Support for fossil fuels almost doubled in 2021, slowing progress toward international climate goals, according to new analysis from OECD and IEA

Source: press release, 29 August 2022

Fossil fuel support by energy product – G20-IEA combined estimates (51 economies: note that the data for 2021 are on a preliminary basis) (sources: OECD Inventory of support measures for fossil fuels, IEA analysis)
Fossil fuel support by energy product – G20-IEA combined estimates (51 economies: note that the data for 2021 are on a preliminary basis) (sources: OECD Inventory of support measures for fossil fuels, IEA analysis)

Major economies sharply increased support for the production and consumption of coal, oil and natural gas, with many countries struggling to balance longstanding pledges to phase out inefficient fossil fuel subsidies with efforts to protect households from surging energy prices, according to analysis released by the Organisation for Economic Co-operation and Development and the International Energy Agency.

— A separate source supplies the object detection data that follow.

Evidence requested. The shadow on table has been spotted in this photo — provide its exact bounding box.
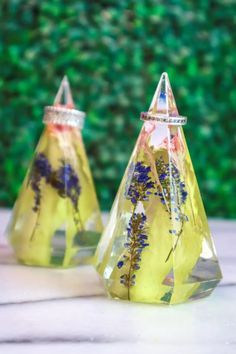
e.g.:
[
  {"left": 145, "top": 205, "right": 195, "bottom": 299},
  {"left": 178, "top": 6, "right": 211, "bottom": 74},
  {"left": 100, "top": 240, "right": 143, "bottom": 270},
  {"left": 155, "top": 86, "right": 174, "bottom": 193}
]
[{"left": 0, "top": 244, "right": 104, "bottom": 304}]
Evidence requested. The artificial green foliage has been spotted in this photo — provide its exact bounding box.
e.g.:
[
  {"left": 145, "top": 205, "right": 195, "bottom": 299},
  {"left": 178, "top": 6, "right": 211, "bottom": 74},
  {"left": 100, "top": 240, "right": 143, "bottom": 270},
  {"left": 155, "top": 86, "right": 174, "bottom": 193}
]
[{"left": 0, "top": 0, "right": 236, "bottom": 218}]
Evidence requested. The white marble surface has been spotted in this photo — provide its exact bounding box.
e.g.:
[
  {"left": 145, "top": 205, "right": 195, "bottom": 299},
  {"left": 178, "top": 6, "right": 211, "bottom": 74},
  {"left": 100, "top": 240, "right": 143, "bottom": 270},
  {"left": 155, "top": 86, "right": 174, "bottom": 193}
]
[{"left": 0, "top": 210, "right": 236, "bottom": 354}]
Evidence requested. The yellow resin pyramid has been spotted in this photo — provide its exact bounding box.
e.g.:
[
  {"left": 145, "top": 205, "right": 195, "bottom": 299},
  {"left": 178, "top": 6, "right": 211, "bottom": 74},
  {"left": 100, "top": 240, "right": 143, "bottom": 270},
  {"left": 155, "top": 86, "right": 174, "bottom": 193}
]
[
  {"left": 96, "top": 73, "right": 221, "bottom": 304},
  {"left": 7, "top": 77, "right": 102, "bottom": 267}
]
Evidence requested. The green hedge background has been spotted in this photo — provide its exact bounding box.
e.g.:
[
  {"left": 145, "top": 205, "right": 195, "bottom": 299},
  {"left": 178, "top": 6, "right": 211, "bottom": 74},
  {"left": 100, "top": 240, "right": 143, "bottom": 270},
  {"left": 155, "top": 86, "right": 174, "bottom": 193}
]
[{"left": 0, "top": 0, "right": 236, "bottom": 218}]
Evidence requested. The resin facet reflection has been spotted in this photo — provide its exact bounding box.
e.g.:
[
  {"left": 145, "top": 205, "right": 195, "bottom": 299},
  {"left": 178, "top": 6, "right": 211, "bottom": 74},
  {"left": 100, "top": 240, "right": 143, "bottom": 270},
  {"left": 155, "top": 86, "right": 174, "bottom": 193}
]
[
  {"left": 96, "top": 73, "right": 221, "bottom": 304},
  {"left": 7, "top": 77, "right": 102, "bottom": 267}
]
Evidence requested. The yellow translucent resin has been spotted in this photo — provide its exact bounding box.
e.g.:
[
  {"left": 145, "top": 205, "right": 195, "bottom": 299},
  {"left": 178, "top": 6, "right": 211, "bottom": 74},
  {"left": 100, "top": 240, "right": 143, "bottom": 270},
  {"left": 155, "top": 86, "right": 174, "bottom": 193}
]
[
  {"left": 7, "top": 79, "right": 102, "bottom": 267},
  {"left": 96, "top": 72, "right": 221, "bottom": 304}
]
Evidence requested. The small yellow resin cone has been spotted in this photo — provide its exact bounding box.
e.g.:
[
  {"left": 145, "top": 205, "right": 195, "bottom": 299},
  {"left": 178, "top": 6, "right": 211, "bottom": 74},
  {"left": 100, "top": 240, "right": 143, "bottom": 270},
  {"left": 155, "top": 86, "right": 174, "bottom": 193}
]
[
  {"left": 7, "top": 77, "right": 102, "bottom": 267},
  {"left": 96, "top": 73, "right": 221, "bottom": 304}
]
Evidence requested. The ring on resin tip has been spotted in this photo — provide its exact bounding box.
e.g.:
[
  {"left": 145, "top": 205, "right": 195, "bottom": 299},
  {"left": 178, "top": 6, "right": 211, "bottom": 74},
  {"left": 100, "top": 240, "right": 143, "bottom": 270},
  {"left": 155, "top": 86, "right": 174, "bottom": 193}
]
[
  {"left": 140, "top": 112, "right": 187, "bottom": 125},
  {"left": 43, "top": 106, "right": 85, "bottom": 129}
]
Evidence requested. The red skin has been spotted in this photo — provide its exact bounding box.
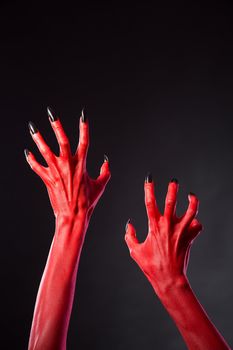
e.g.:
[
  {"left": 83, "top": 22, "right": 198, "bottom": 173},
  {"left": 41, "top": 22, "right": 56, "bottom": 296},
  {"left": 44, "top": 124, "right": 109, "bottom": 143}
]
[
  {"left": 125, "top": 182, "right": 230, "bottom": 350},
  {"left": 26, "top": 112, "right": 110, "bottom": 350}
]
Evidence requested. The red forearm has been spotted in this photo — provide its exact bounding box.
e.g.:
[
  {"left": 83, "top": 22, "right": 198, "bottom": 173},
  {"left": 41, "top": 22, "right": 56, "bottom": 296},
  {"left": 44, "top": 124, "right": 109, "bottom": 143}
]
[
  {"left": 150, "top": 276, "right": 230, "bottom": 350},
  {"left": 29, "top": 217, "right": 86, "bottom": 350}
]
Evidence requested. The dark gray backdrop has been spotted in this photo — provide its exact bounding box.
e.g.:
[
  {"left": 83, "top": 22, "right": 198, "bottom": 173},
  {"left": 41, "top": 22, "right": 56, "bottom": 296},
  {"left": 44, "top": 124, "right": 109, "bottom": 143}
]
[{"left": 0, "top": 1, "right": 233, "bottom": 350}]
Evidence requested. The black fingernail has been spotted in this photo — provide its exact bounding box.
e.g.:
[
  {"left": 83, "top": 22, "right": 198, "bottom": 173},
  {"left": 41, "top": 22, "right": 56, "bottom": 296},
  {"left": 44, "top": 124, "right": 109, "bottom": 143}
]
[
  {"left": 125, "top": 219, "right": 130, "bottom": 231},
  {"left": 145, "top": 173, "right": 153, "bottom": 183},
  {"left": 24, "top": 148, "right": 29, "bottom": 158},
  {"left": 104, "top": 154, "right": 109, "bottom": 162},
  {"left": 47, "top": 107, "right": 58, "bottom": 122},
  {"left": 189, "top": 192, "right": 196, "bottom": 197},
  {"left": 28, "top": 122, "right": 38, "bottom": 134},
  {"left": 81, "top": 108, "right": 87, "bottom": 123}
]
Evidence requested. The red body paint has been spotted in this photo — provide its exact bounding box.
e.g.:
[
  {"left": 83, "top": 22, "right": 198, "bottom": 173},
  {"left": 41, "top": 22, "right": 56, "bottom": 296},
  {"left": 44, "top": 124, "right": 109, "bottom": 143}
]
[
  {"left": 27, "top": 112, "right": 110, "bottom": 350},
  {"left": 125, "top": 181, "right": 230, "bottom": 350}
]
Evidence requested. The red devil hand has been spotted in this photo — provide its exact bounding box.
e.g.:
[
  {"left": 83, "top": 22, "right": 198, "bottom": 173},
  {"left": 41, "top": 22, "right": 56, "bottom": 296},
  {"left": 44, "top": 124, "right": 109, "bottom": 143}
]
[
  {"left": 25, "top": 108, "right": 110, "bottom": 350},
  {"left": 25, "top": 108, "right": 110, "bottom": 224},
  {"left": 125, "top": 175, "right": 229, "bottom": 350},
  {"left": 125, "top": 176, "right": 202, "bottom": 294}
]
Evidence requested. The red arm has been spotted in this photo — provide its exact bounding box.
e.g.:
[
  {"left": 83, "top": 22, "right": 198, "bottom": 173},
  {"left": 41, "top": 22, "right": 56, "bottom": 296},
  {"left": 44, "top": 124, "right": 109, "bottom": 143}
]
[
  {"left": 125, "top": 175, "right": 230, "bottom": 350},
  {"left": 25, "top": 109, "right": 110, "bottom": 350}
]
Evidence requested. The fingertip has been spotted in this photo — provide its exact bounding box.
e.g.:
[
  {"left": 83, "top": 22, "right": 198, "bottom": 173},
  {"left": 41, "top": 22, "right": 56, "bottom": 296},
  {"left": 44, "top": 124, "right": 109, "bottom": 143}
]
[{"left": 24, "top": 148, "right": 30, "bottom": 160}]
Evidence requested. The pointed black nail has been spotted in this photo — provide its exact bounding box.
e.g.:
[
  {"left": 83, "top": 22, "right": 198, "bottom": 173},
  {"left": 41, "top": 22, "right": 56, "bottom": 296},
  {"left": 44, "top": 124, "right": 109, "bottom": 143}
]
[
  {"left": 125, "top": 219, "right": 130, "bottom": 231},
  {"left": 104, "top": 154, "right": 109, "bottom": 162},
  {"left": 47, "top": 107, "right": 58, "bottom": 122},
  {"left": 81, "top": 108, "right": 87, "bottom": 123},
  {"left": 28, "top": 122, "right": 38, "bottom": 134},
  {"left": 24, "top": 148, "right": 29, "bottom": 158},
  {"left": 145, "top": 173, "right": 153, "bottom": 183},
  {"left": 189, "top": 192, "right": 196, "bottom": 197}
]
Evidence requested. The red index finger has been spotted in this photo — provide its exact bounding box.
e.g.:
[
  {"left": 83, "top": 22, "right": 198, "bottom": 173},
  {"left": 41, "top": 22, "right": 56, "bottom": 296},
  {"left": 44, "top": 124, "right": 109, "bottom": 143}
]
[
  {"left": 181, "top": 193, "right": 199, "bottom": 228},
  {"left": 28, "top": 122, "right": 54, "bottom": 166},
  {"left": 164, "top": 179, "right": 179, "bottom": 220},
  {"left": 144, "top": 174, "right": 161, "bottom": 231},
  {"left": 75, "top": 110, "right": 89, "bottom": 161},
  {"left": 47, "top": 107, "right": 71, "bottom": 157}
]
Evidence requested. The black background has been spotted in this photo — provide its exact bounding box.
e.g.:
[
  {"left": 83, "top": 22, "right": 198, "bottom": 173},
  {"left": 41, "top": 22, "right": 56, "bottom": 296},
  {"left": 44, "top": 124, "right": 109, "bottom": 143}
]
[{"left": 0, "top": 1, "right": 233, "bottom": 350}]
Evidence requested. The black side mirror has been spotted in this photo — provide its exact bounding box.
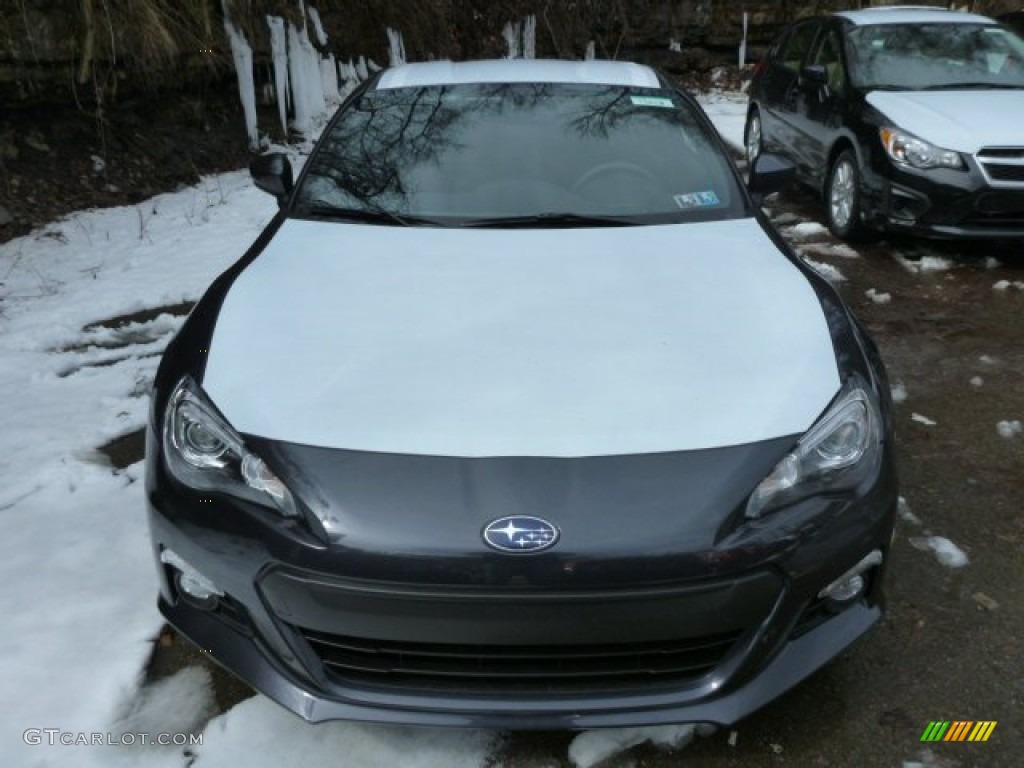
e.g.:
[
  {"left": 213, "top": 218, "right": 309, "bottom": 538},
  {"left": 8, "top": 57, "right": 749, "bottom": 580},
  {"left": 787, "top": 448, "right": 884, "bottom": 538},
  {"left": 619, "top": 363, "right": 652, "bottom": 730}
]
[
  {"left": 746, "top": 154, "right": 797, "bottom": 202},
  {"left": 800, "top": 65, "right": 828, "bottom": 85},
  {"left": 249, "top": 152, "right": 295, "bottom": 208}
]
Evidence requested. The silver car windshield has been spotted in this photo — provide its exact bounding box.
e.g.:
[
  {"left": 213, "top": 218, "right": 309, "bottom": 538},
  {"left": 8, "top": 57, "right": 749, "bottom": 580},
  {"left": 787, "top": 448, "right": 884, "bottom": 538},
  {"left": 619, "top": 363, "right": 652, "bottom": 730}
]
[
  {"left": 847, "top": 24, "right": 1024, "bottom": 90},
  {"left": 295, "top": 83, "right": 750, "bottom": 226}
]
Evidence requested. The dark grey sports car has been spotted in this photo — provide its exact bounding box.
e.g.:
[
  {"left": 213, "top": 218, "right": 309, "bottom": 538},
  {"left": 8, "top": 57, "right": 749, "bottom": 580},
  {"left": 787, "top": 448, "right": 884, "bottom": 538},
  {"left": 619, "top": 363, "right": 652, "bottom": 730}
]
[{"left": 146, "top": 61, "right": 897, "bottom": 728}]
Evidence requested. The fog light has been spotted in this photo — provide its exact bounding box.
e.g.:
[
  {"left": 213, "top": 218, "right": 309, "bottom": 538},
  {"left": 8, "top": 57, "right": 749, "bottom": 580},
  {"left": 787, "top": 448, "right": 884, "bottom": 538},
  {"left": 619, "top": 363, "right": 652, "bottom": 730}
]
[
  {"left": 160, "top": 549, "right": 224, "bottom": 608},
  {"left": 818, "top": 549, "right": 882, "bottom": 603}
]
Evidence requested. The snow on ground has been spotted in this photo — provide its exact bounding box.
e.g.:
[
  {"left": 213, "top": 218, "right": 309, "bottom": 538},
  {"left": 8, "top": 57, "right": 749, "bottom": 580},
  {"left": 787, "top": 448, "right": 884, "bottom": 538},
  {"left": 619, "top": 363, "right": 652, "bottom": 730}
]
[
  {"left": 697, "top": 91, "right": 748, "bottom": 148},
  {"left": 910, "top": 536, "right": 970, "bottom": 568},
  {"left": 569, "top": 723, "right": 716, "bottom": 768},
  {"left": 0, "top": 94, "right": 745, "bottom": 768},
  {"left": 798, "top": 257, "right": 846, "bottom": 283},
  {"left": 785, "top": 221, "right": 828, "bottom": 240},
  {"left": 992, "top": 280, "right": 1024, "bottom": 292},
  {"left": 995, "top": 419, "right": 1024, "bottom": 439},
  {"left": 194, "top": 696, "right": 496, "bottom": 768},
  {"left": 893, "top": 251, "right": 953, "bottom": 274},
  {"left": 0, "top": 172, "right": 284, "bottom": 766}
]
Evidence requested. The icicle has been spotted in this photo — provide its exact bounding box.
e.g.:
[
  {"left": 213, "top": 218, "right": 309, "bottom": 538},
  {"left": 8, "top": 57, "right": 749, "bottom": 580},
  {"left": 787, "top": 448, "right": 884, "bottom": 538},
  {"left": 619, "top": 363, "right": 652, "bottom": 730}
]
[
  {"left": 739, "top": 11, "right": 746, "bottom": 70},
  {"left": 502, "top": 22, "right": 522, "bottom": 58},
  {"left": 522, "top": 14, "right": 537, "bottom": 58},
  {"left": 387, "top": 27, "right": 407, "bottom": 67},
  {"left": 288, "top": 24, "right": 312, "bottom": 135},
  {"left": 266, "top": 16, "right": 290, "bottom": 136},
  {"left": 223, "top": 3, "right": 259, "bottom": 150},
  {"left": 308, "top": 5, "right": 327, "bottom": 47},
  {"left": 321, "top": 55, "right": 338, "bottom": 103}
]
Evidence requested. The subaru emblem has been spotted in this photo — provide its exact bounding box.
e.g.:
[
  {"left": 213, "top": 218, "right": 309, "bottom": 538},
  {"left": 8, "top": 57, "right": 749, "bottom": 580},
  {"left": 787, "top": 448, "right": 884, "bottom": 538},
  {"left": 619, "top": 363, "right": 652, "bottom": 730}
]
[{"left": 483, "top": 515, "right": 559, "bottom": 552}]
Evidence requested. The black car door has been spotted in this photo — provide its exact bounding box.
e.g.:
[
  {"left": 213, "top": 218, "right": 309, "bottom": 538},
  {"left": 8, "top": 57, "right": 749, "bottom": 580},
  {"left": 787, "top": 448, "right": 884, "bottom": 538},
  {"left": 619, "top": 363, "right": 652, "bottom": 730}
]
[
  {"left": 760, "top": 18, "right": 821, "bottom": 165},
  {"left": 794, "top": 24, "right": 850, "bottom": 185}
]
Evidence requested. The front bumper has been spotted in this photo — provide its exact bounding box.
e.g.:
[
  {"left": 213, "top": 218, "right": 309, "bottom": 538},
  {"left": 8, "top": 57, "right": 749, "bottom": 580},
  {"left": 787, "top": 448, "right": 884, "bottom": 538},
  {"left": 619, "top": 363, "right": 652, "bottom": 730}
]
[
  {"left": 147, "top": 430, "right": 896, "bottom": 729},
  {"left": 865, "top": 149, "right": 1024, "bottom": 234}
]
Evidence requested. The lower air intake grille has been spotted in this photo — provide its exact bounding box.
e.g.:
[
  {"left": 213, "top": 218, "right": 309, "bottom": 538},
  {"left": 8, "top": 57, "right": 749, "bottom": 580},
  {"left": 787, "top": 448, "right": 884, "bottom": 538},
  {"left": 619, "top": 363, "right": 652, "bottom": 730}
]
[{"left": 298, "top": 629, "right": 742, "bottom": 691}]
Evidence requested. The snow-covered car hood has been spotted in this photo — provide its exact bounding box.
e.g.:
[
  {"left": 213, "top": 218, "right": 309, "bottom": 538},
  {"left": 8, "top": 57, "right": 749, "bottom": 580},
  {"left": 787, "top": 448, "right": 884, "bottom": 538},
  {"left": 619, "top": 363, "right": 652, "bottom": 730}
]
[
  {"left": 203, "top": 219, "right": 840, "bottom": 457},
  {"left": 867, "top": 89, "right": 1024, "bottom": 154}
]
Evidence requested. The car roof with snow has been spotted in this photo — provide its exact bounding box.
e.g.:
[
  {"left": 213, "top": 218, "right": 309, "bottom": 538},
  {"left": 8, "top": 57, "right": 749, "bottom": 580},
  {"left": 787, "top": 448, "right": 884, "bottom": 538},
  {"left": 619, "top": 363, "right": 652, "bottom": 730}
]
[
  {"left": 377, "top": 58, "right": 660, "bottom": 90},
  {"left": 836, "top": 5, "right": 995, "bottom": 26}
]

New OECD and IEA data show that overall government support for fossil fuels in 51 countries worldwide almost doubled to USD 697.2 billion in 2021, from USD 362.4 billion in 2020, as energy prices rose with the rebound of the global economy. In addition, consumption subsidies are anticipated to rise even further in 2022 due to higher fuel prices and energy use.

“Russia’s war of aggression against Ukraine has caused sharp increases in energy prices and undermined energy security. Significant increases in fossil fuel subsidies encourage wasteful consumption though, while not necessarily reaching low-income households,” OECD Secretary-General Mathias Cormann says. “We need to adopt measures which protect consumers from the extreme impacts of shifting market and geopolitical forces in a way that helps keep us on track to carbon neutrality as well as energy security and affordability.”

“Fossil fuel subsidies are a roadblock to a more sustainable future, but the difficulty that governments face in removing them is underscored at times of high and volatile fuel prices. A surge in investment in clean energy technologies and infrastructure is the only lasting solution to today’s global energy crisis and the best way to reduce the exposure of consumers to high fuel costs.” IEA Executive Director Fatih Birol says.

The OECD and IEA produce complementary databases that provide estimates of different forms of government support for fossil fuels. The current OECD-IEA combined estimates cover 51 major economies, spanning the OECD, G20 and 33 other major energy producing and consuming economies representing around 85% of the world’s total energy supply.

OECD analysis of budgetary transfers and tax breaks linked to the production and use of coal, oil, gas and other petroleum products in G20 economies showed total fossil fuel support rose to USD 190 billion in 2021 from USD 147 billion in 2020. Support for producers reached levels not previously seen in OECD tracking efforts, at USD 64 billion in 2021 – up by almost 50% year-on-year, and 17% above 2019 levels. Those subsidies have partly offset producer losses from domestic price controls as global energy prices surged in late 2021. The estimate of consumer support reached USD 115 billion, up from USD 93 billion in 2020.

The IEA produces estimates of fossil fuel subsidies by comparing prices on international markets and prices paid by domestic consumers that are kept artificially low using measures like direct price regulation, pricing formulas, border controls or taxes, and domestic purchase or supply mandates. Covering 42 economies, the IEA finds that consumer support increased to USD 531 billion in 2021, more than triple their 2020 level, driven by the surge in energy prices.

The OECD and IEA have consistently called for the phasing out of inefficient fossil fuel support and re-direction of public funding toward the development of low-carbon alternatives alongside improvements in energy security and energy efficiency. Subsidies intended to support low-income households often tend to favour wealthier households that use more fuel and energy and should therefore be replaced with more targeted forms of support.

Note: The OECD G20-IEA combined estimates covers 51 economies, representing the total resulting from merging IEA price-gap estimates and OECD G20 Inventory estimates. These are the following: Australia, Brazil, Canada, the People’s Republic of China, Germany, France, United Kingdom, Indonesia, India, Italy, Japan, Korea, Mexico, Russian Federation, Republic of Türkiye, United States, South Africa, Algeria, Angola, Argentina, Azerbaijan, Bahrain, Bangladesh, Bolivia, Brunei Darussalam, Colombia, Ecuador, Egypt, Gabon, Ghana, Iraq, Iran, Kazakhstan, Kuwait, Libya, Malaysia, Nigeria, Oman, Pakistan, Qatar, Saudi Arabia, Sri Lanka, Chinese Taipei, Thailand, Trinidad And Tobago, Turkmenistan, Ukraine, United Arab Emirates, Uzbekistan, Venezuela, Viet Nam. Data are expressed in constant 2021 US dollars.